BEREA, Ohio—The Browns new logo looks very similar to the old one.
Traditionalists can take a breath-the logo is still the helmet.
To the untrained eye, there’s not much of a change to the look.
“In redesigning our uniforms and modernizing our logos, our primary focus was honoring the Browns’ cherished history and recognizing the transformation of Cleveland,” Browns President Alec Scheiner said before the announcement was made. “As always, we spent significant time engaging with our fans during this process and took a very methodical approach the past two years to determine certain core characteristics symbolic of our great city. We are thrilled with how these translate in our logo and uniform and embrace the opportunity to fully share that with our fans in April.”
Scheiner said the new uniforms unveiling will be on April 14 at 7:30 p.m. at an event at the Cleveland Convention Center. Scheiner wouldn’t give out any information on the new uniforms—even if there is an added color to the scheme—but hinted that the uniform change will be more drastic, in keeping the helmet with no logo.
“We’ll move the uniform farther ahead than the logo,” Scheiner said. “The fans have given us permission to move ahead with the uniform.”
The orange is brighter and richer an according to Scheiner “matches the passion of our fans and city.”
The colors will be the same and there will be no logo on the helmet and features a ‘vibrant’ orange tint and brown facemasks. The new logo will be used more to represent the team in the marketing of merchandise. It will also be depicted at the stadium and when representing the Browns on television broadcasts. Scheiner said the merchandise with the new trademarks will go along with the uniform unveiling in April.
In addition, to the brighter orange, the outline around the block letters has gone away.
Scheiner said the new Dawg Pound logo is to embrace the 30th anniversary of the event by modernizing the symbolism of the Dawg Pound through an evolved logo.
“I’ve probably seen over 100 Dawg faces (in the process),” Scheiner said.
The change to the team’s look has been talked about for over two years and the change has begun as the Browns started the process of a makeover to their appearance with the unveiling of the team’s new logo.
Scheiner said an emphasis was to “not lose track of our tradition.”
In 2013, owner Jimmy Haslam took great care to get the word out that there would be no change to the Browns’ iconic helmet and there will be no emblem on the sides of the helmets. The Browns have never worn a logo on their helmets, which has been a core franchise trademark. The Browns logo is currently an orange helmet.
Here’s a little history of the logos the Browns have used over the years in marketing.
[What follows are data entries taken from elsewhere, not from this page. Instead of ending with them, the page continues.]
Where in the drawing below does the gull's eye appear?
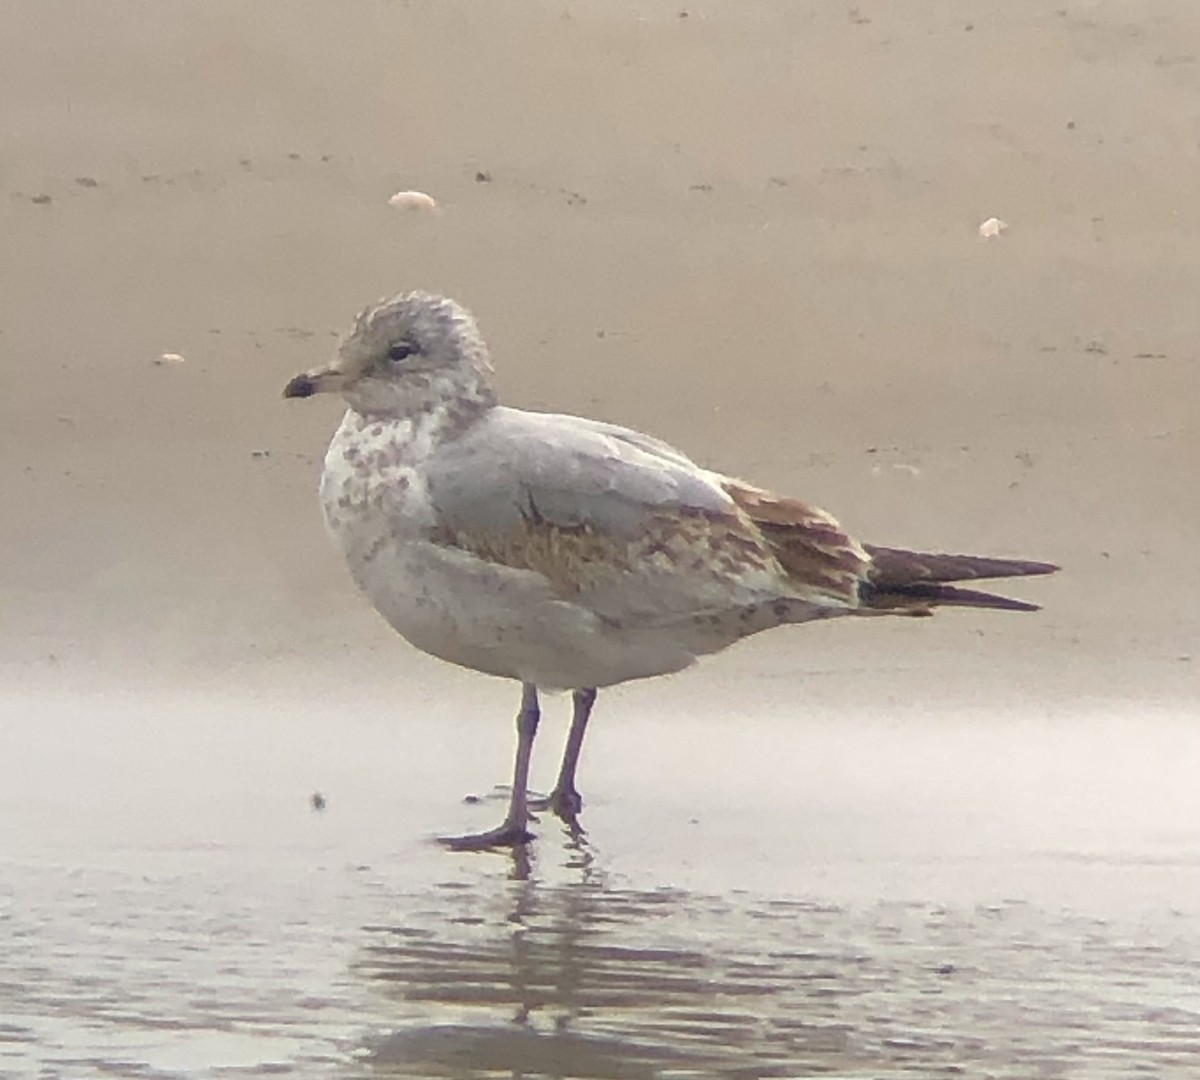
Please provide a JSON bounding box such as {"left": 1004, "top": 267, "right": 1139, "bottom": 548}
{"left": 386, "top": 342, "right": 416, "bottom": 364}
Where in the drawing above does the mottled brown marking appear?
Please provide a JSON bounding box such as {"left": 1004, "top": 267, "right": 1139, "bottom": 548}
{"left": 432, "top": 518, "right": 627, "bottom": 596}
{"left": 360, "top": 531, "right": 390, "bottom": 566}
{"left": 631, "top": 509, "right": 779, "bottom": 583}
{"left": 726, "top": 481, "right": 1056, "bottom": 613}
{"left": 431, "top": 505, "right": 781, "bottom": 599}
{"left": 723, "top": 480, "right": 868, "bottom": 605}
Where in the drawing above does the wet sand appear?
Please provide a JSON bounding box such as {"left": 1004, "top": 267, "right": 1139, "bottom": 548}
{"left": 3, "top": 1, "right": 1199, "bottom": 1076}
{"left": 4, "top": 689, "right": 1200, "bottom": 1077}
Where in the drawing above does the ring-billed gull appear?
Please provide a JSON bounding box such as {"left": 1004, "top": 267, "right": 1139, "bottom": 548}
{"left": 284, "top": 291, "right": 1057, "bottom": 850}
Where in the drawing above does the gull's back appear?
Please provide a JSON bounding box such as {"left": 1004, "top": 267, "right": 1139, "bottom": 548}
{"left": 423, "top": 405, "right": 872, "bottom": 622}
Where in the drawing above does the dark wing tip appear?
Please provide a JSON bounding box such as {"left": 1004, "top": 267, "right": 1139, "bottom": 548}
{"left": 864, "top": 546, "right": 1060, "bottom": 585}
{"left": 861, "top": 581, "right": 1045, "bottom": 613}
{"left": 1010, "top": 559, "right": 1059, "bottom": 577}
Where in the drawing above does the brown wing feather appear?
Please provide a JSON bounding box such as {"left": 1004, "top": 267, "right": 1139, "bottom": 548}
{"left": 726, "top": 482, "right": 1058, "bottom": 616}
{"left": 723, "top": 481, "right": 869, "bottom": 606}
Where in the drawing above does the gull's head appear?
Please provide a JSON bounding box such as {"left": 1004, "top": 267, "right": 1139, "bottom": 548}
{"left": 283, "top": 291, "right": 494, "bottom": 416}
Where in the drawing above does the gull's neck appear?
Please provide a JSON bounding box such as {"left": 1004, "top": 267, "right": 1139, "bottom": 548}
{"left": 343, "top": 371, "right": 498, "bottom": 437}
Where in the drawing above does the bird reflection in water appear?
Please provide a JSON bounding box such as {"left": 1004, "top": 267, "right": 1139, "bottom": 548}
{"left": 356, "top": 834, "right": 854, "bottom": 1078}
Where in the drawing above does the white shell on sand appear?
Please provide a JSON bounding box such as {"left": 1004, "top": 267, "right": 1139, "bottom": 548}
{"left": 978, "top": 217, "right": 1008, "bottom": 238}
{"left": 388, "top": 190, "right": 439, "bottom": 212}
{"left": 154, "top": 352, "right": 186, "bottom": 365}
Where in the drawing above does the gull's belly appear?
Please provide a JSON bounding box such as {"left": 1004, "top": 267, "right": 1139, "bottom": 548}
{"left": 341, "top": 535, "right": 697, "bottom": 690}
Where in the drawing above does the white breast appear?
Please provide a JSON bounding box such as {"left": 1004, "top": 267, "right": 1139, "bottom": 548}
{"left": 319, "top": 411, "right": 433, "bottom": 552}
{"left": 315, "top": 410, "right": 586, "bottom": 683}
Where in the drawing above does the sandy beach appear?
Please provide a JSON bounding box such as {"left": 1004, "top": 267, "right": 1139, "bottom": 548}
{"left": 2, "top": 2, "right": 1198, "bottom": 1076}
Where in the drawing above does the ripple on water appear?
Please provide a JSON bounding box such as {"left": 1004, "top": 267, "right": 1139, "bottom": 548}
{"left": 357, "top": 872, "right": 1200, "bottom": 1078}
{"left": 4, "top": 843, "right": 1200, "bottom": 1078}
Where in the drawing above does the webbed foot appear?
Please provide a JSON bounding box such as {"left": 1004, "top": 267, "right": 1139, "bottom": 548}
{"left": 528, "top": 786, "right": 583, "bottom": 822}
{"left": 438, "top": 820, "right": 535, "bottom": 851}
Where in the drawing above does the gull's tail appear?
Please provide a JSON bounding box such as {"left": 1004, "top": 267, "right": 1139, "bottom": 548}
{"left": 859, "top": 546, "right": 1059, "bottom": 614}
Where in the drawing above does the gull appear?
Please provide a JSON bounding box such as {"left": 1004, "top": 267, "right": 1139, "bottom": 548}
{"left": 284, "top": 291, "right": 1057, "bottom": 850}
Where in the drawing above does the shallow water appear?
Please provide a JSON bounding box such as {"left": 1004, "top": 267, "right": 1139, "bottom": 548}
{"left": 3, "top": 686, "right": 1199, "bottom": 1078}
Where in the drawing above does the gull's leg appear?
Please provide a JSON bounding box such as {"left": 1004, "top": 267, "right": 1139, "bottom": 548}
{"left": 441, "top": 683, "right": 541, "bottom": 851}
{"left": 530, "top": 688, "right": 596, "bottom": 823}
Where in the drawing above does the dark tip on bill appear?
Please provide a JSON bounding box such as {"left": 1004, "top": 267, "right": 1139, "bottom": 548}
{"left": 283, "top": 374, "right": 316, "bottom": 399}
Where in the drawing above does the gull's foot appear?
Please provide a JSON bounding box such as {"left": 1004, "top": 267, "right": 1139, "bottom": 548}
{"left": 528, "top": 786, "right": 583, "bottom": 822}
{"left": 438, "top": 821, "right": 534, "bottom": 851}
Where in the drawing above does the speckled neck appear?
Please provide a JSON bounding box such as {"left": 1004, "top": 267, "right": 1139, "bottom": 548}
{"left": 342, "top": 368, "right": 498, "bottom": 432}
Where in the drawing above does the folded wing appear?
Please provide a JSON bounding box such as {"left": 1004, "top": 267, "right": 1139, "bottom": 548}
{"left": 420, "top": 408, "right": 1057, "bottom": 622}
{"left": 726, "top": 482, "right": 1058, "bottom": 615}
{"left": 418, "top": 409, "right": 798, "bottom": 621}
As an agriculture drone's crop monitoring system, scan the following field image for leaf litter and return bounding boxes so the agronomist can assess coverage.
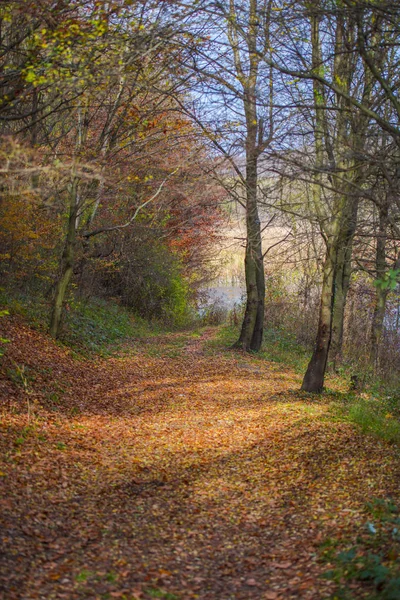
[1,317,400,599]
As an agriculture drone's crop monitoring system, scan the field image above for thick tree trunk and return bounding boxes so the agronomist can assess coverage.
[250,248,265,350]
[229,0,265,351]
[236,244,259,350]
[301,242,337,392]
[329,197,359,367]
[234,154,265,351]
[301,10,335,392]
[49,180,79,339]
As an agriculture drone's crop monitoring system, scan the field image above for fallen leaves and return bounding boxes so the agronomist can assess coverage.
[264,592,279,600]
[272,561,292,569]
[1,319,400,599]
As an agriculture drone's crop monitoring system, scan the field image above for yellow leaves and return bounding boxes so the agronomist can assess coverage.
[334,74,346,89]
[126,174,152,183]
[158,568,172,576]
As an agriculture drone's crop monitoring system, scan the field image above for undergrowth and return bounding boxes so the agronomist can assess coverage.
[0,288,162,357]
[320,498,400,599]
[206,323,311,372]
[329,396,400,445]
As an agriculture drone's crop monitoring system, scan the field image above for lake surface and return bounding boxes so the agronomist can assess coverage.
[199,285,245,312]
The Browns used an elf logo, “Brownie”, starting in the franchise’s years in the All-American Football Conference in the late 1940s when owner Mickey McBride sought to make the team more marketable and asked for mascot logos submissions from fans.
“Brownie” changed over the years and was phased out by the time that the NFL merged with the rival American Football League during Art Modell’s era of ownership.
Scheiner said that the “elf” or “Brownie” will continue to be used as a secondary logo.
“We will not lose the elf, Brownie,” Scheiner said.
In 1965, the team came very close to put an interlocking “CB,” designed by NFL Properties on the helmet, but that didn’t materialize.
In recent year, beside the “Brownie”, the Browns have used “Dawgs” as well as the solid block “B” within a football that has been used since 2003.
The next step will be the unveiling of the new uniforms in April and the search for a franchise quarterback continues with the start of free agency on March 10.
Scheiner confirms film watch: Scheiner confirmed that he did watch film with GM Ray Farmer last season as written about in a CBSSports.com story on the Browns, but did not watch film with Mike Pettine and the coaching staff.
“Anytime, I get to learn, I take advantage of it,” Scheiner said. “Ray has been nice to let me watch.”
Scheiner said he does not meddle in the football side of the Browns.
“There’s nothing I can offer (football-wise).”
Scheiner said he watched film before the work day started.
Scheiner said he has no desire to be involved in the football side of things.
“I like my role (now),” he said. “I really like my role and I have enough on my plate.”
Camp in Berea: Scheiner announced during his 30 minute session with the media unveiling of the logo that training camp this summer will be in Berea.
“Training camp will be what works well for the football team and we’ll keep working on the long-term plans.”
Scheiner said the Browns have had some ‘good opportunities’ on moving training camp. Columbus seems to be one of the favorites, but Scheiner did say even if the team re-locates for training camp at least a week or two will be in Berea.